In light of the comments, I'll post an answer. It's probably not a homework question, but it's not exactly a research-level mathematics question either. The question was:

How many match ups must occur before everyone has sat out at least once or everybody has played everybody once?

Define the two teams {1,2,3,4,5,6} and {a,b,c,d,e,f}. In a volleyball context finding a solution is easy (as Gerhard "Ask Me About System Design" Paseman pointed out) -- mathematically, it is a collection of K_{4,4} subgraphs whose edges cover K_{6,6} such as

```
{1,2,3,4} x {a,b,c,d}
{1,2,5,6} x {a,b,e,f}
{3,4,5,6} x {c,d,e,f}.
```

If we interpret the original question in a strict sense (taking the word "or" literally), then two rounds would suffice.

I had a different interpretation of the question (which is slightly less trivial) which could be of interest to a chess tournament organiser, for example (often chess teams consist of 4 players with 2 reserves).
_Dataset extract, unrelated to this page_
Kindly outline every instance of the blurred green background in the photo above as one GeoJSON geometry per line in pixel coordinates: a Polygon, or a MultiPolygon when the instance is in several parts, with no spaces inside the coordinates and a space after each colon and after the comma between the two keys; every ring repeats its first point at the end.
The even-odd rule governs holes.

That is, finding a decomposition of K_{6,6} into G≅4K_{1,1}+4K_{1} such that each vertex is an isolated vertex in at least one G. Since G has 4 edges and K_{6,6} has 6^{2}=36 edges. We deduce that we need 36/4=9 rounds (i.e. components). Here's the solution I found (via a randomised algorithm using GAP)

```
match-up byes
1a 3c 4e 6b 2 5 d f
1b 2e 4c 5d 3 6 a f
1c 3e 5a 6f 2 4 b d
1d 2c 3b 6e 4 5 a f
1e 2d 5f 6a 3 4 b c
1f 2a 4b 5e 3 6 c d
2b 3f 4a 6d 1 5 c e
2f 3a 4d 5c 1 6 b e
3d 4f 5b 6c 1 2 a e
```

I just noticed that the byes are *balanced*, that is each player has a bye in three rounds.

Neither of the above interpretations uses the graph-theoretic interpretation of tournament.